Life's little adventures, accompanied by a running watch
Monday, April 22, 2013
Hope, Healing, and Humanity
When we travelled to Punta Cana last month, I snapped this picture of something that at first made me incredibly sad –
I felt sad because I can’t imagine not being able to walk or run. I felt sad because, whether the person lost his ability to walk due to something that occurred at birth, an accident, or a disease, he lost his ability to walk. Period. Worse (in my opinion) was the person owning that chair was a young teenage boy. I remember thinking to myself, “I must never take my abilities for granted. You never know….”
What you don’t see in this picture is how the chair came to be empty. And that’s the good part of this story. I watched family and/or friends accompany this teenage boy as far as his wheelchair would take him down the boardwalk to the ocean side. Once his wheelchair ran out of traction, they removed him from his chair and carried him off to their spot on the beach. He had a support system there to physically help him, but also to emotionally help him by not letting the lack of traction stop him from enjoying his beach vacation like everyone else.

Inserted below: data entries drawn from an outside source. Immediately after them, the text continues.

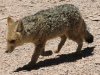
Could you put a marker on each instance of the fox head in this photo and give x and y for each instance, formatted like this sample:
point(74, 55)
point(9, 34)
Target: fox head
point(14, 34)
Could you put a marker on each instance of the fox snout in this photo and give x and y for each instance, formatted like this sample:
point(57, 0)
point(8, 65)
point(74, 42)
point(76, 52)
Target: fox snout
point(89, 37)
point(9, 49)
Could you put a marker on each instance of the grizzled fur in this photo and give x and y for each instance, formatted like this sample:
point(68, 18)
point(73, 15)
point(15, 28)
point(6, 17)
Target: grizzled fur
point(63, 21)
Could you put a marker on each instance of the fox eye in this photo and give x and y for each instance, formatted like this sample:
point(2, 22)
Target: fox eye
point(12, 41)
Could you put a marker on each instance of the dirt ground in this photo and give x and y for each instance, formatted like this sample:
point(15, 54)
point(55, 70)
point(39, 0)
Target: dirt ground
point(64, 63)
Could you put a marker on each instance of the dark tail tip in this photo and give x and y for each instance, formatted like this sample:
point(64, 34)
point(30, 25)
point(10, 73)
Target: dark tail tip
point(89, 39)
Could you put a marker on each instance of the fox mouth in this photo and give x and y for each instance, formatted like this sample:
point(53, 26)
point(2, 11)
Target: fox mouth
point(10, 50)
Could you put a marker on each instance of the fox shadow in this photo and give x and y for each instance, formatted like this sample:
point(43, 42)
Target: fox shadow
point(72, 57)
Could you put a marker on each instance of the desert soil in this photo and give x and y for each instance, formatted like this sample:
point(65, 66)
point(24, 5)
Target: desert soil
point(64, 63)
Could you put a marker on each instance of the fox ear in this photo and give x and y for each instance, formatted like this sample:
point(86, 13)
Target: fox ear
point(10, 21)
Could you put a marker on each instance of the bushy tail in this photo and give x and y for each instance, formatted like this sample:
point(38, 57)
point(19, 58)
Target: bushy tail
point(89, 37)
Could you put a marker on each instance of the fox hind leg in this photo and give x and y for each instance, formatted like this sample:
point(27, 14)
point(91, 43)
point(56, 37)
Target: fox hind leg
point(63, 40)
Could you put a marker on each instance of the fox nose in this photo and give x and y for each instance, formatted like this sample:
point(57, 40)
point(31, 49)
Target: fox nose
point(8, 51)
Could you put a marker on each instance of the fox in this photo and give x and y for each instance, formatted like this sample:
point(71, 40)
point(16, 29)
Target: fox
point(64, 21)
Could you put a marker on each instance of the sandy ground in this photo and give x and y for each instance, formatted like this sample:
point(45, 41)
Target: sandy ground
point(64, 63)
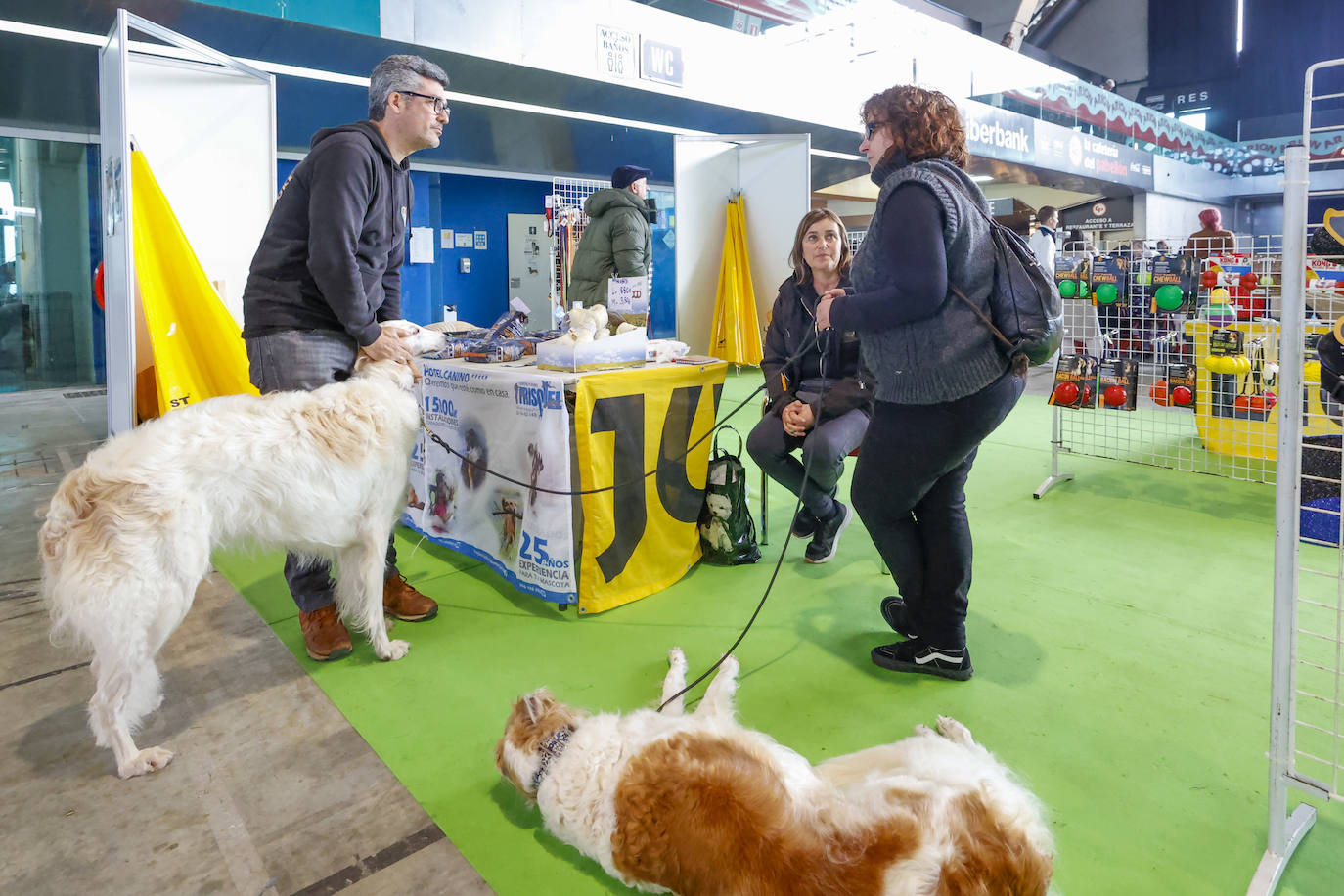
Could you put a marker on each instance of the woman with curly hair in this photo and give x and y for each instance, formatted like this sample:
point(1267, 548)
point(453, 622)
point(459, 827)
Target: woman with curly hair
point(920, 281)
point(820, 398)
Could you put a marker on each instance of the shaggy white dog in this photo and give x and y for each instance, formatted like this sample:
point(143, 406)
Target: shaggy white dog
point(128, 535)
point(699, 805)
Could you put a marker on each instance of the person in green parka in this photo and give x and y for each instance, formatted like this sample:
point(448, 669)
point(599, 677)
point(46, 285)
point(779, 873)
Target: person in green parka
point(617, 241)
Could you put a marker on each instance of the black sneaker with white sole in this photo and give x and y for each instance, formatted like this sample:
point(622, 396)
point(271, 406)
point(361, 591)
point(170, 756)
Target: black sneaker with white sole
point(897, 615)
point(827, 538)
point(917, 655)
point(804, 524)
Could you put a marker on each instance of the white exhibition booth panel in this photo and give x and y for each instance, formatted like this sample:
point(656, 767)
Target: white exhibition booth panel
point(773, 173)
point(207, 126)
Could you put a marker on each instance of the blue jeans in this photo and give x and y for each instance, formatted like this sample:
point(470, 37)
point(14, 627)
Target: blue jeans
point(824, 449)
point(910, 492)
point(304, 360)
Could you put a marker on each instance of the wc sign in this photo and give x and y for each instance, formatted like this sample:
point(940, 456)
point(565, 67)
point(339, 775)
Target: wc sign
point(660, 62)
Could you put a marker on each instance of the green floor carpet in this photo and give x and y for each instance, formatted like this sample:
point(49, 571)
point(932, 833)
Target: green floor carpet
point(1118, 626)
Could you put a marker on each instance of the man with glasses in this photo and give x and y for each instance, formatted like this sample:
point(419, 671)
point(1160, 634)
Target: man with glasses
point(327, 272)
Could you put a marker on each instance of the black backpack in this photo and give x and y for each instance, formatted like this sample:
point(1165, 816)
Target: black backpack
point(1026, 310)
point(728, 532)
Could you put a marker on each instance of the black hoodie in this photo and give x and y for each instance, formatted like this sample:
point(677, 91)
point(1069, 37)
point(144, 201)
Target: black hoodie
point(331, 256)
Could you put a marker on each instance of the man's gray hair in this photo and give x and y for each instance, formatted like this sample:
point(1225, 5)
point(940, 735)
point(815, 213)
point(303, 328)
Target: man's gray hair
point(399, 72)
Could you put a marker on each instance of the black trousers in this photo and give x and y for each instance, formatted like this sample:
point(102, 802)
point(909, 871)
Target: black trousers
point(910, 492)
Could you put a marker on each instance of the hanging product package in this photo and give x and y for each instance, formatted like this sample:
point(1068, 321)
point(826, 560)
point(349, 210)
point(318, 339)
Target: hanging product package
point(728, 531)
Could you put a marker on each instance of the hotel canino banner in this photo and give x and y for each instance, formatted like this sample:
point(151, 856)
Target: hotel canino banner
point(514, 424)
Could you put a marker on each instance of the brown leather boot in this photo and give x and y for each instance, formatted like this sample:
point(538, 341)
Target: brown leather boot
point(403, 602)
point(324, 634)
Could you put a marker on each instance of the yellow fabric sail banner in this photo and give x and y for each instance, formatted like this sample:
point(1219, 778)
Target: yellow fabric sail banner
point(197, 342)
point(737, 330)
point(642, 536)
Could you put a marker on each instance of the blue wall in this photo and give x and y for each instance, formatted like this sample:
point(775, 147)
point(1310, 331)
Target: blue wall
point(348, 15)
point(468, 204)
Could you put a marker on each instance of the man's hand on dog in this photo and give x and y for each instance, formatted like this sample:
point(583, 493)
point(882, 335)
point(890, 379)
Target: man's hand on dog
point(388, 348)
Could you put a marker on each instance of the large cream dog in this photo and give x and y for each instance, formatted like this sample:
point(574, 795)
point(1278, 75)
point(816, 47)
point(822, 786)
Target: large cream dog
point(699, 805)
point(129, 533)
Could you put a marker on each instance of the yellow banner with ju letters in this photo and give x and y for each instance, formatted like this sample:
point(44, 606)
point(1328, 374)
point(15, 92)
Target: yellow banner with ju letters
point(642, 536)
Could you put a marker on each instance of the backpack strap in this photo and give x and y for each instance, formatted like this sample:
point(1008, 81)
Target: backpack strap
point(719, 431)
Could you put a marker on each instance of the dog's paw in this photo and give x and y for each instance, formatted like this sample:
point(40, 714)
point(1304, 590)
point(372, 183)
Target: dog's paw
point(144, 762)
point(953, 730)
point(395, 650)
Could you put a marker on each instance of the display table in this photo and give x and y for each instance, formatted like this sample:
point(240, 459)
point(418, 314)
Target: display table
point(568, 432)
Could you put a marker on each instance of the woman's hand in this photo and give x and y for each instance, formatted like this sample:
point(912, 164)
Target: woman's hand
point(824, 306)
point(797, 420)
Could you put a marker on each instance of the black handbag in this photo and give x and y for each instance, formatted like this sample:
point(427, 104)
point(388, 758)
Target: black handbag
point(728, 531)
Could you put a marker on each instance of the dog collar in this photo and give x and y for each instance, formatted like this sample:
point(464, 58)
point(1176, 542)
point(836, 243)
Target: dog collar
point(552, 749)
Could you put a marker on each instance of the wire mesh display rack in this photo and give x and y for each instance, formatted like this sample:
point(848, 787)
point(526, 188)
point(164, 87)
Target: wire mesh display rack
point(564, 220)
point(1170, 355)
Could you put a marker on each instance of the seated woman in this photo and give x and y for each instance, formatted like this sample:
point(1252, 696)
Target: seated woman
point(820, 396)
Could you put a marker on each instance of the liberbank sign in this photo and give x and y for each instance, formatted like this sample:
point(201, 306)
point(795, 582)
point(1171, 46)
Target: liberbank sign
point(995, 133)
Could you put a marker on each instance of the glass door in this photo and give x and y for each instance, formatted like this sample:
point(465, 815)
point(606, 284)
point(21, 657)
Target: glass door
point(50, 326)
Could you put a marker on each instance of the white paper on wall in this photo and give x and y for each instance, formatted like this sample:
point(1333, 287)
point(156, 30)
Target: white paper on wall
point(423, 246)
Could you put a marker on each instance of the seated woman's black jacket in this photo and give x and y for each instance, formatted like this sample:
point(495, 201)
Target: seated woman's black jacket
point(832, 356)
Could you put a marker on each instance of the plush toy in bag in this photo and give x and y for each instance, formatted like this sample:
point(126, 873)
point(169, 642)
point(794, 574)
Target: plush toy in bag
point(728, 531)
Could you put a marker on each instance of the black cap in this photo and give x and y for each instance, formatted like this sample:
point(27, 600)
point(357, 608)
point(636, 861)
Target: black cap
point(626, 175)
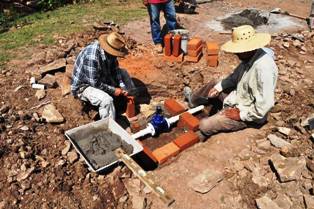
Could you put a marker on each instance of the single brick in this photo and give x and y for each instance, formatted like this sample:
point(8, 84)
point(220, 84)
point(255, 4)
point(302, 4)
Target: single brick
point(212, 60)
point(173, 58)
point(173, 107)
point(130, 110)
point(176, 49)
point(167, 41)
point(165, 152)
point(194, 43)
point(148, 152)
point(187, 120)
point(186, 140)
point(212, 48)
point(195, 53)
point(193, 59)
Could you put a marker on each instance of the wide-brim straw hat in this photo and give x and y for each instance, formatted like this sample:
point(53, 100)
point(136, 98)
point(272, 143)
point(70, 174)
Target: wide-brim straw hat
point(114, 44)
point(245, 39)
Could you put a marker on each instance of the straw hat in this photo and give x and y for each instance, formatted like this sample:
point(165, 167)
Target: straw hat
point(114, 44)
point(245, 39)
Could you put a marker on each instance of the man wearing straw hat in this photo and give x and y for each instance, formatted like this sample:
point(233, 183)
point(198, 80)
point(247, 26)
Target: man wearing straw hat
point(248, 93)
point(97, 78)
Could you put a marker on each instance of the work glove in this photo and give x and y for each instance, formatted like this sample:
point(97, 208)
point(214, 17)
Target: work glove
point(120, 92)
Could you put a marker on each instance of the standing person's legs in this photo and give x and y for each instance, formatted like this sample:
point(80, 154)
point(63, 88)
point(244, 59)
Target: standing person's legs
point(220, 123)
point(101, 99)
point(154, 14)
point(170, 15)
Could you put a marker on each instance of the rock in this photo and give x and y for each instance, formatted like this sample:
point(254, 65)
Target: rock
point(49, 81)
point(40, 94)
point(51, 114)
point(67, 148)
point(277, 141)
point(25, 174)
point(288, 169)
point(266, 203)
point(284, 130)
point(72, 156)
point(205, 181)
point(309, 201)
point(54, 66)
point(283, 201)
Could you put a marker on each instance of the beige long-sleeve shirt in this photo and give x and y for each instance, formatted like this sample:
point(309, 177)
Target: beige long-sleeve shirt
point(253, 85)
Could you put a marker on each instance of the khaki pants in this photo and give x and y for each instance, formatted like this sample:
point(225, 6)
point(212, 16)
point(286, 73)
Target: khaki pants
point(217, 122)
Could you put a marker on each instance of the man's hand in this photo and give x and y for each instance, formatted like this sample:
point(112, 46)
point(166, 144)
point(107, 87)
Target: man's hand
point(213, 93)
point(232, 113)
point(120, 92)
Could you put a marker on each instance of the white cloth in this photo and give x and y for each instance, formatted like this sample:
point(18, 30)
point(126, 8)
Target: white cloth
point(254, 91)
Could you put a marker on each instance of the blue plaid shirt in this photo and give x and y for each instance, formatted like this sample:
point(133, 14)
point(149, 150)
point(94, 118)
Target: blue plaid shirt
point(93, 68)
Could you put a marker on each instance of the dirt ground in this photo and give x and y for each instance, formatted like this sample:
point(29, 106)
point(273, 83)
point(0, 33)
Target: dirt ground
point(40, 170)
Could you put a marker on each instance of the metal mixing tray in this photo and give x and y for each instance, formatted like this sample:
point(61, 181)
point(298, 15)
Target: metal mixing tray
point(82, 132)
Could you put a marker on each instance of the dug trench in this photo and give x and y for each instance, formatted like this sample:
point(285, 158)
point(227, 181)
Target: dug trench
point(39, 169)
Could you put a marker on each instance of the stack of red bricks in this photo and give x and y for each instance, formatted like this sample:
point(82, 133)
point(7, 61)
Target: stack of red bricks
point(195, 50)
point(184, 141)
point(212, 49)
point(173, 48)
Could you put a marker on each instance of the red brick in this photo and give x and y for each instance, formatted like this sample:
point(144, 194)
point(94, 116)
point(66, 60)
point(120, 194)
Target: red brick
point(194, 43)
point(130, 110)
point(165, 152)
point(187, 120)
point(173, 58)
point(212, 60)
point(173, 107)
point(167, 41)
point(186, 140)
point(195, 53)
point(193, 59)
point(212, 48)
point(176, 49)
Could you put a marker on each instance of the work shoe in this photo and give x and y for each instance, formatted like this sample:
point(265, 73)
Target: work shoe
point(187, 92)
point(158, 48)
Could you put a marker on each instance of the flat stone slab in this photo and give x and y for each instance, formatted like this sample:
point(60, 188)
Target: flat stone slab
point(51, 114)
point(277, 141)
point(288, 169)
point(206, 181)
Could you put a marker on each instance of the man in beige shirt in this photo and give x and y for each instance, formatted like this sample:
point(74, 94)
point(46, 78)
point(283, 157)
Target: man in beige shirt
point(248, 93)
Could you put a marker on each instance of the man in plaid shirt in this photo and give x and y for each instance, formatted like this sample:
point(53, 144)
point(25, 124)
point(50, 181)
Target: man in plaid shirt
point(97, 77)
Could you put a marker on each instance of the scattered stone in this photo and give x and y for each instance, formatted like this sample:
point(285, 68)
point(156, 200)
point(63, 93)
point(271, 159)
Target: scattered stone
point(309, 201)
point(288, 169)
point(49, 81)
point(51, 114)
point(72, 156)
point(266, 203)
point(67, 148)
point(283, 201)
point(25, 174)
point(54, 66)
point(284, 130)
point(277, 141)
point(40, 94)
point(205, 181)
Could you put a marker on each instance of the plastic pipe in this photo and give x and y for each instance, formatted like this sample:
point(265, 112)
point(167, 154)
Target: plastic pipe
point(150, 129)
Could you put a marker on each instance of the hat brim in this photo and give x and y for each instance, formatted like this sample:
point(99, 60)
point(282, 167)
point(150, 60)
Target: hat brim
point(109, 49)
point(260, 40)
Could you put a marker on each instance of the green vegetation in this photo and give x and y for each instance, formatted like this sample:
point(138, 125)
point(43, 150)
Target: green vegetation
point(40, 28)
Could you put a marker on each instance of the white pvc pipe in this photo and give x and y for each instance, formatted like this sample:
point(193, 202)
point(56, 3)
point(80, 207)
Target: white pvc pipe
point(150, 129)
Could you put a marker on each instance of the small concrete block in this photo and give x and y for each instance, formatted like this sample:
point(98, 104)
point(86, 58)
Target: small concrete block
point(165, 152)
point(173, 107)
point(187, 120)
point(212, 48)
point(186, 140)
point(193, 59)
point(194, 43)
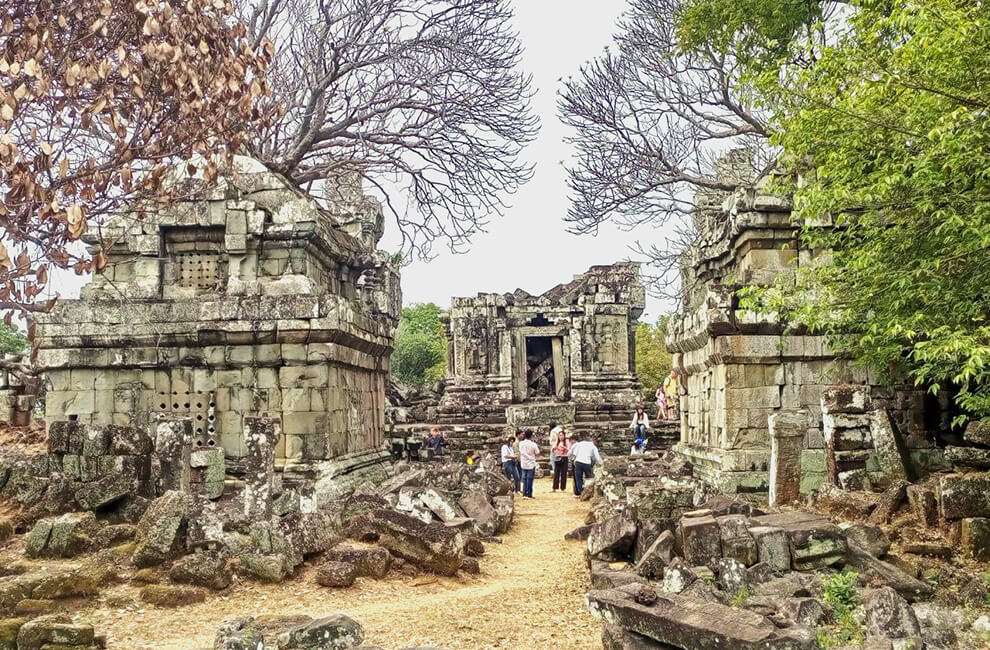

I now reflect to the present with regards to so many who are facing new lives that may include wheelchairs, crutches, and/or prosthetic limbs. The horror of this event leaves me angry, sad, and even discouraged at times with humanity (if you consider terrorists humans, that is). So the humanity I prefer to think about is what happened on April 15th immediately after the bombs went off. Medical personnel who expected to see blisters were faced with some of the worst war-like injuries they could ever imagine. Race volunteers leapt into the still smoky “ground zero” of the bomb blasts to triage and help move victims to ambulances. Regular people spectating at a race became heroes. Our law enforcement was outstanding and seemed to be everywhere in that moment and beyond.
Runner on left had finished the marathon; he and others likely saved this man's life
We are all victims of this unspeakable attack, but the victims who are grappling with physical injuries that will change their lives will need our support for a long time. Onefundboston has already raised an incredible amount of money that will help victims and their families start their recovery process. Runners and walkers everywhere have been staging events to honor Boston and its many victims. There are so many good people displaying such heroic traits that I choke up as I type this. That’s humanity.
You may click on the bib to contribute
I feel like this entire country – maybe even the world – has stepped up to do what the family in Punta Cana did for their wheelchair-bound teen. In the bombing victims’ moment of losing traction, we’ve picked them up and have continued to show that we support them. Every day, we hope for their physical and emotional healing. And when they start on their road to recovery and begin re-entering their daily lives again, we’ll remind them that, even though they are changed, they are one of us and vice versa. We are all in this together.
We are one week since the attack. Four precious lives have been lost and too many other lives have been changed forever. We mourn for so much loss. But with humanity comes hope, and with healing comes living again. Healing takes time, and is most definitely not a sprint; it is indeed a marathon.